Welcome to The National Night Stick

Chorus-Girls-Panic

Crime, eccentricity, and the sporting life—that covers a lot of ground. Very simply, The National Night Stick is a history of America’s dark side.  Modeled after the “flash press” of the 19th Century, the Night Stick will deliver stories of the rogues, libertines, conmen, mountebanks and political grafters who made America what it is. Like the National Police Gazette, whose stunning illustrations brought criminals, prizefighters, and tight-clad chorus girls to every barbershop in America, The National Night Stick will endeavor to continually shock and dazzle the reader.

Crime
We will present all facets of 19th century crime. “Rogue's Corner” features a weekly mug-shot and criminal biography of a noted ne’er-do-well from the pages of Inspector Thomas Byrnes’s  Professional Criminals of America (aka Rogues’ Gallery.) We will also include a link Murder by Gaslight, the definitive site for 19th Century American Murder.
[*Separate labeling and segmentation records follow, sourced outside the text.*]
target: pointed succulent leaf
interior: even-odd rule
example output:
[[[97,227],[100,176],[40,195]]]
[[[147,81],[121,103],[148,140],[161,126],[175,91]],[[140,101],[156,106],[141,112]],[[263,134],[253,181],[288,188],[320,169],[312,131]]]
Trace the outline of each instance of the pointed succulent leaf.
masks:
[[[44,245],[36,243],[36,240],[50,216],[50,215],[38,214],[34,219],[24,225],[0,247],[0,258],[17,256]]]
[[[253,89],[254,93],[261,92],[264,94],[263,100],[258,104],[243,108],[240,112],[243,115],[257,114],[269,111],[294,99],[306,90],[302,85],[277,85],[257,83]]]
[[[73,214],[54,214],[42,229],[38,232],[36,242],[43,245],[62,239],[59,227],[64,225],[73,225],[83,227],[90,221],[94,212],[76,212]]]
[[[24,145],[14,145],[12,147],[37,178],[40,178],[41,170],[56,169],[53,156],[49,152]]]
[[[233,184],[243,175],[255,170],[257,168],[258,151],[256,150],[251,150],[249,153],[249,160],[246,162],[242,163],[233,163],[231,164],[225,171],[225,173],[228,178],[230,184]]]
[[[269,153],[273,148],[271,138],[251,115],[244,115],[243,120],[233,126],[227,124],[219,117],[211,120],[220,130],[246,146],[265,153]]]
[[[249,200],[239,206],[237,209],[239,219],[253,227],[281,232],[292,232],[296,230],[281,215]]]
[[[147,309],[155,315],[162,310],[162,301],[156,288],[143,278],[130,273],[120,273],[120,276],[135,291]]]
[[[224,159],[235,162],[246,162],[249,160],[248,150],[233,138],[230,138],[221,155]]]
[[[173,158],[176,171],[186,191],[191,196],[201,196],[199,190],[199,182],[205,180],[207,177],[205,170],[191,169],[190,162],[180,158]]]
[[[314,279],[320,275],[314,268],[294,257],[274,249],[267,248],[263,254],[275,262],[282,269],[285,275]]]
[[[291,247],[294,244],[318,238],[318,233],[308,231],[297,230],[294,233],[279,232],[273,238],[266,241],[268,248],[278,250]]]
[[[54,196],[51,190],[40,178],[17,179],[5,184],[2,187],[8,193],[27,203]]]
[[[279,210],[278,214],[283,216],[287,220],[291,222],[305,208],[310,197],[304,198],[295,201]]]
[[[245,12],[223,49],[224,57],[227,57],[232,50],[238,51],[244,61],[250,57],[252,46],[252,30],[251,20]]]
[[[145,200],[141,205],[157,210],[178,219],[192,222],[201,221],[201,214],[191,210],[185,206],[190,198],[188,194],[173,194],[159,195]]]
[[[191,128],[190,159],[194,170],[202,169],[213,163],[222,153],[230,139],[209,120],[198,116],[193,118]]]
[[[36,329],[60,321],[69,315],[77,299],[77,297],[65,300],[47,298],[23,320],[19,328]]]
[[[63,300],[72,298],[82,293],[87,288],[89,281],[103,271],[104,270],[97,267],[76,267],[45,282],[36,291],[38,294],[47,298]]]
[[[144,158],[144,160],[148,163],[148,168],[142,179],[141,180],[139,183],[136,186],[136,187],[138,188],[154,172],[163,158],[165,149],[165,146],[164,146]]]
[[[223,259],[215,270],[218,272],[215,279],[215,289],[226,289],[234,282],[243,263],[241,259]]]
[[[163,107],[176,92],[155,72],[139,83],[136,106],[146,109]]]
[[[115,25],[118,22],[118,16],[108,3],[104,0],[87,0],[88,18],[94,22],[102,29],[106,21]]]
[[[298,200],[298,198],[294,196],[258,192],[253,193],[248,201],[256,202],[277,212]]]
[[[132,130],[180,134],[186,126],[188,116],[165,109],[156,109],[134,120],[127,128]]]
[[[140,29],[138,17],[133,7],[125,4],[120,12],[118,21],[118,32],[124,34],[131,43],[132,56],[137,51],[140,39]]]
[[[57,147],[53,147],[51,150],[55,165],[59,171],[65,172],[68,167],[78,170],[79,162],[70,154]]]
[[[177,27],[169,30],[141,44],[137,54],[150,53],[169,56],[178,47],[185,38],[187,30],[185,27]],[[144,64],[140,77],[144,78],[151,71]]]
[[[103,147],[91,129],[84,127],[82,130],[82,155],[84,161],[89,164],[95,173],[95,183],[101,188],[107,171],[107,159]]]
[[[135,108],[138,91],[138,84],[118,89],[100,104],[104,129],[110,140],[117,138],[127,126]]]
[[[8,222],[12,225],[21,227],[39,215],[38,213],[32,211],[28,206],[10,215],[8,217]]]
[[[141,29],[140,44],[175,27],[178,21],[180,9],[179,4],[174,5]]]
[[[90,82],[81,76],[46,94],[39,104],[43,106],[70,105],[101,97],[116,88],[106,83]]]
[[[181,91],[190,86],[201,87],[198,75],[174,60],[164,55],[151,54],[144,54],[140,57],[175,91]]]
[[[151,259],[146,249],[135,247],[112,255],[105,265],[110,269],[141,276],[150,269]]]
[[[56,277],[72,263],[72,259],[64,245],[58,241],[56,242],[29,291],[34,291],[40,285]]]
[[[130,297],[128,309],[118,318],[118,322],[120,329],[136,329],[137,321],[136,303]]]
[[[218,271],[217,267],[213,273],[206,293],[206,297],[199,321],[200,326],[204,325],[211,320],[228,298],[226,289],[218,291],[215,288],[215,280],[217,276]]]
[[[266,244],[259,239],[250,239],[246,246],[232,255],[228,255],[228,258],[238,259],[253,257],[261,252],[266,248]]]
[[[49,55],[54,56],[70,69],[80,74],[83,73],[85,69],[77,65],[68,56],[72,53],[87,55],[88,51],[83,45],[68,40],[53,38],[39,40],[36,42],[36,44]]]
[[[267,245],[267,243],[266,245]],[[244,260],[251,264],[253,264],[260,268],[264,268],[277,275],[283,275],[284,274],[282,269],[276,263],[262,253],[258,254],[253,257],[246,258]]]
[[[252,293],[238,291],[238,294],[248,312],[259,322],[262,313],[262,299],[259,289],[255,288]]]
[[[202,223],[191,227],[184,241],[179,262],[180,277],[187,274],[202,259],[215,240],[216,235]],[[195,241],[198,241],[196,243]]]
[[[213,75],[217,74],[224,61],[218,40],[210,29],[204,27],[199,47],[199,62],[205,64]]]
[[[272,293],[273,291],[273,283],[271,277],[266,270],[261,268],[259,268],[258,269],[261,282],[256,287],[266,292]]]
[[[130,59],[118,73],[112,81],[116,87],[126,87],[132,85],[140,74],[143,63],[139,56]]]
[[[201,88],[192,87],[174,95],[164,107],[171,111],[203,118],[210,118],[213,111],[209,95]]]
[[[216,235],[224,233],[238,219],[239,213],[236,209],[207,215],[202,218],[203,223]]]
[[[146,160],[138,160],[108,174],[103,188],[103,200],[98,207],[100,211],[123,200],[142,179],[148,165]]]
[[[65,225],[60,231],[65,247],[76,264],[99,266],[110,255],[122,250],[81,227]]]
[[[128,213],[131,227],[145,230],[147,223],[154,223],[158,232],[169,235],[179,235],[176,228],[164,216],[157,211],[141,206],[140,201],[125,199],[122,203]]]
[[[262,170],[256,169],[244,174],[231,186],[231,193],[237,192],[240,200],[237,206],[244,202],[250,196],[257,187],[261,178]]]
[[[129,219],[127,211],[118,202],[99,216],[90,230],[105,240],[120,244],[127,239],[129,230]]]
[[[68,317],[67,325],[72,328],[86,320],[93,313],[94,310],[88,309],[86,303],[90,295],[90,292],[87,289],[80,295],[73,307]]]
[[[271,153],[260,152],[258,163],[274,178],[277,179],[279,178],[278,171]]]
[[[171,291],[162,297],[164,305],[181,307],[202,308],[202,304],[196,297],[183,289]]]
And more often than not, the feature stories will include a bit of larceny.

Crush Collision

Eccentricity
We will bring you the big ideas that came from an era in America when anything seemed possible—not the ideas that led to progress and invention, but dangerous ideas like train wrecks as entertainment, secret societies and private armies, religious movements that failed miserably and political machines that were all too successful.

The Sporting Life
We will visit those utterly disreputable but raucously joyous institutions found in every American city: saloons, vaudeville houses, dime museums, boxing rings, gambling hells, opium dens, and brothels.

 As The Sunday Flash said in 1841:

"We follow vice and folly where a police officer dare not show his head, as the small, but intrepid weasel pursues vermin in paths which the licensed cat or dog cannot enter.”

 

Welcome to the National Night Stick!